Blossom Hill Saturday felt strange, foreboding. I spent considerable time there as a teenager - I mostly grew up in Manheim Township, the guy who played drums in my band in high school (coincidentally, the guy who again is playing drums in my current band) lived in Blossom Hill and still does.
It was always a confusing neighborhood to get around in. The corkscrew roads, the hills, could get you lost really quickly. Being there this weekend - stopping by 85 Peach Lane to see what was happening - made me realize how completely overgrown parts of the neighborhood are. Particularly as you drive up Peach Lane, coming from Lititz Pike, there are areas, undeveloped lots, absolutely choked with brush.
And I thought of David Ludwig. You remember, maybe, how he and his buddies used to go on “night patrols” - where they’d dress in black, grab one of the many guns stashed by Ludwig’s father in a basement bunker, then go “patrolling” the neighborhood, making plans to enter homes by force, maybe confront the people inside, maybe kill them.
A neighborhood like Blossom Hill would be a perfect place for that. Not only are there plenty of places to hide, but like most neighborhoods, a good portion of people in Blossom Hill haven’t been in the habit of turning on the outside lights. Others - unfortunately, like the Haines family - apparently leave doors unlocked.
Young David Ludwig would have reveled in that, don’t you think?
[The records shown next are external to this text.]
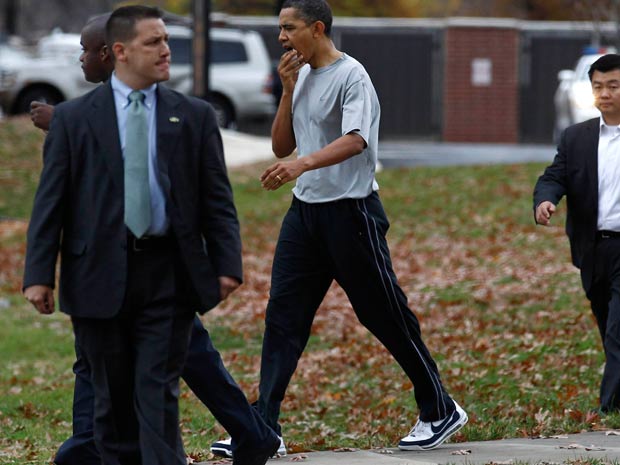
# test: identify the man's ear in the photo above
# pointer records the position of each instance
(318, 28)
(118, 49)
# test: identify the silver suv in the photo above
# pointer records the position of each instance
(573, 98)
(240, 73)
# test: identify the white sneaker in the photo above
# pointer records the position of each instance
(223, 448)
(428, 435)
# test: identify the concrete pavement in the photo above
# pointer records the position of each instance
(599, 445)
(240, 149)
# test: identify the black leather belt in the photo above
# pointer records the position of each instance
(607, 234)
(148, 243)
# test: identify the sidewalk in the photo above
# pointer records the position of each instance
(599, 445)
(240, 149)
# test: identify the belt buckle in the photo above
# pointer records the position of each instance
(136, 247)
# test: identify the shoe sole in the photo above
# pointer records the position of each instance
(457, 426)
(221, 452)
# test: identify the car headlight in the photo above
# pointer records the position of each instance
(582, 97)
(7, 79)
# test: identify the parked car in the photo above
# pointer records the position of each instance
(240, 73)
(573, 98)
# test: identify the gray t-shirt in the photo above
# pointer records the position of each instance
(330, 102)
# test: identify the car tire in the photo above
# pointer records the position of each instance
(224, 112)
(42, 94)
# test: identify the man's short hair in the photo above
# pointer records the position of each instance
(121, 27)
(605, 64)
(311, 11)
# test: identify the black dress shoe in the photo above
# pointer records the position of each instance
(257, 456)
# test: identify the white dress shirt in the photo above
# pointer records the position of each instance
(609, 177)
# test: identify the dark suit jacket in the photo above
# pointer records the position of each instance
(574, 174)
(78, 208)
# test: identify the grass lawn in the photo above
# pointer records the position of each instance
(500, 306)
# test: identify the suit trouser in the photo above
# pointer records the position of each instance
(204, 373)
(342, 240)
(135, 360)
(604, 295)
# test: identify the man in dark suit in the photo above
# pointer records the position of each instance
(586, 170)
(204, 371)
(134, 194)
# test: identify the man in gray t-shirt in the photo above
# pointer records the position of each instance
(336, 226)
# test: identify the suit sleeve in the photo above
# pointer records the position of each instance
(551, 186)
(45, 228)
(219, 223)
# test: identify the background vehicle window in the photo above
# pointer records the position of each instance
(180, 50)
(224, 51)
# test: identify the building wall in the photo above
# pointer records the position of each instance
(480, 91)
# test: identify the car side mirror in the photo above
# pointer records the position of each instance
(566, 75)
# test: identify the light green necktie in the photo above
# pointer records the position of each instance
(137, 193)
No need to force your way in when the door’s open. No need to sneak when you can walk right up. When it’s dark enough, when there’s enough cover - you’ve got nothing to fear.
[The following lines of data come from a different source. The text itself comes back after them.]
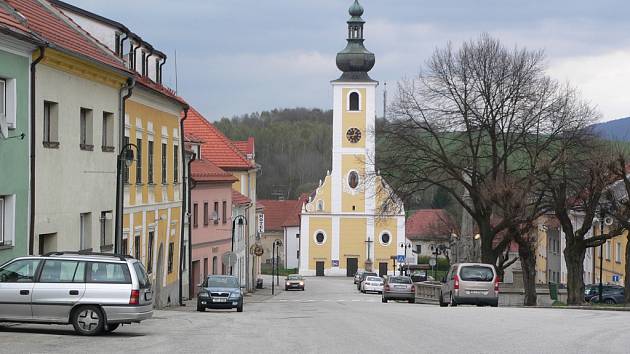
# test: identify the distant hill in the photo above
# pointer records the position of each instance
(618, 129)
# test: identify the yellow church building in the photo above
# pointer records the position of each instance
(344, 225)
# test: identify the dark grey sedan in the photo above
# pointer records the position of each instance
(220, 292)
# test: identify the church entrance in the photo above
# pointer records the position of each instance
(319, 269)
(382, 268)
(352, 265)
Actually, this is an express focus of the Lancaster Community Safety Coalition, the city-based group that’s trying to lower crime by both installing cameras and teaching property owners about “crime prevention through environmental design.” Throughout the city, high hedges and dark streets are enabling crime, the coalition says. The reality is, the same thing holds true in our leafy suburbs.
And I would like to think that, after the Haines murders, people in the suburbs would take the cops’ warning to heart and begin to keep doors locked, keep the outside lights on overnight. But in my own neighborhood, an older development reminiscent in some ways of Blossom Hill, this hasn’t really been the case. One neighbor burns no lights, though I know they’re home. And I can’t understand it.
Maybe it’s this attitude that - hey, this is Lancaster County, nothing bad is going to happen here. And maybe it’s our “frugality” - or cheapness, in not wanting to spend the money to keep the lights burning.
But that there are kids like David Ludwig out there, like the person who killed the Haines family, needs to trump this uber-trusting, small-town attitude. We are part of the broader world, the pathologies that exist out there exist here. I was almost amused to read the story about how medical malpractice lawsuits are soaring here, James Saxton of the law firm Stevens & Lee told the New Era that “I hope that the culture in Lancaster County is not changing.”
That’s the attitude: Lancaster is different, these things - be they lawsuits, be they high-profile murders - just don’t happen here. But they do.
And I’ve begun to think that attitude is in fact a major reason why.